Alain (Guillaume Canet) è un editore di successo, che si trova suo malgrado a dover rifiutare all’amico Léonard (Vincent Macaigne) la pubblicazione del suo nuovo romanzo, “Punto Finale”, che non ritiene un prodotto di successo.
In disaccordo con lui la bella moglie Selena (una spiritosa Juliette Binoche), attrice insoddisfatta, che non si sente a proprio agio nel personaggio che da quattro anni è chiamata a interpretare in una serie tv poliziesca.
Cosa non funziona nel romanzo scritto da Léonard?

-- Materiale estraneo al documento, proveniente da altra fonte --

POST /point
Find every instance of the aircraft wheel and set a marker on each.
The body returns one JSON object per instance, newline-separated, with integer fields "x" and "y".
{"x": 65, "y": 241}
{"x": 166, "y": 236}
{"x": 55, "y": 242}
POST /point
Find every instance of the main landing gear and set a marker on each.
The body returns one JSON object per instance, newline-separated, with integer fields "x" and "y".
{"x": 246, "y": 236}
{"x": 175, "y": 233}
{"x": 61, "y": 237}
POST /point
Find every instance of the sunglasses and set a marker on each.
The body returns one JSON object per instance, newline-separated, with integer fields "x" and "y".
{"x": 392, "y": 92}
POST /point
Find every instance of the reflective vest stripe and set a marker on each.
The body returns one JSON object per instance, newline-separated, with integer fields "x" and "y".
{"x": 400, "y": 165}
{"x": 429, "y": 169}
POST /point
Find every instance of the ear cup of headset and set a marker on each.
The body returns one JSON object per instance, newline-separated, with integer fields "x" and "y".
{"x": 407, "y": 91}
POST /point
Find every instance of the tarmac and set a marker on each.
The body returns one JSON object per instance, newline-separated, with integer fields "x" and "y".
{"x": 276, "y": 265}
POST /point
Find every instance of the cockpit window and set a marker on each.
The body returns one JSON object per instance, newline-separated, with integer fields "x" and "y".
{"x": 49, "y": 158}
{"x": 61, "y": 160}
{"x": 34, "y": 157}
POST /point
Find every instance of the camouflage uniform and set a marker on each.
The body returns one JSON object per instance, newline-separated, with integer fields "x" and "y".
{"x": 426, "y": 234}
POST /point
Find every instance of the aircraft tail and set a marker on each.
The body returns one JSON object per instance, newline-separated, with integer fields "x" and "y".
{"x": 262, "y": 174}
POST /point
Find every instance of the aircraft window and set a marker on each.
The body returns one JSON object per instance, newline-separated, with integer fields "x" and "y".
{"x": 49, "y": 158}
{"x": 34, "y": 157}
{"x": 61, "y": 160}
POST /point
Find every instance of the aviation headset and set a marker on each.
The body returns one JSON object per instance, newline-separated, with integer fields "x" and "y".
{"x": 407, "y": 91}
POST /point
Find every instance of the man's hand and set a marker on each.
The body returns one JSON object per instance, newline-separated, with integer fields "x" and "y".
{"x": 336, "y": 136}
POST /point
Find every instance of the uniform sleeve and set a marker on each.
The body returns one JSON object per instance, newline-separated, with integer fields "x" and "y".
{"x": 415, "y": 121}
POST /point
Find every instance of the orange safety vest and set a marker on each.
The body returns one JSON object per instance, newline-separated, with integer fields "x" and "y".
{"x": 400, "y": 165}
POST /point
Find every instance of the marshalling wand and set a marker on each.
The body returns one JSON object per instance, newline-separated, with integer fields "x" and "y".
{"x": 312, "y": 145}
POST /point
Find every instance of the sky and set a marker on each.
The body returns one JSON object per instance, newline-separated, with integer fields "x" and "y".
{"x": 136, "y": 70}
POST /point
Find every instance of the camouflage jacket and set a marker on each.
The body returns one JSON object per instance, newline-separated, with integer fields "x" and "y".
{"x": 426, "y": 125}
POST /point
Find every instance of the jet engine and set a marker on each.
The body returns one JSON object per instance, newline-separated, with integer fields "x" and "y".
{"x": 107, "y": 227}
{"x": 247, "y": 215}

Quanto è giusto attingere da esperienze personali e da personaggi reali quando si sta creando una storia?
Sono soltanto alcune delle domande che vengono poste allo scrittore durante un panel in una libreria, mostrandoci quanto anche Léonard sia all’oscuro di ciò che viene detto sul suo conto in rete.
Lui e Alain rappresentano l’immobilità, quell’attaccamento alla carta stampata, che non vuole stare al passo coi tempi e con le nuove tecnologie digitali, sebbene almeno il secondo debba far buon viso a cattivo gioco per mere questioni lavorative.
Modernità che ha il volto della giovane Laure (Christa Théret), una nuova recluta della casa editrice, che cerca di convincere Alain che il digitale non è demoniaco e non è un nemico da combattere, ma una risorsa da sfruttare. “Bisogna scegliere il cambiamento e non subirlo”.
Tra inaspettati intrighi amorosi e battute frizzanti, il regista ci fa capire fin dall’iniziale dialogo tra Alain e Léonard dove vuole portarci, senza poterci fornire risposte, così come non le trovano i personaggi, immobili nei loro schemi mentali.
E nello stesso modo si arena anche Doubles Vies, che costringe lo spettatore a seguire un ininterrotto fiume di parole per quasi due ore di durata, sfinendolo prima ancora di giungere alla seconda parte di un film troppo prolisso per poter essere apprezzato.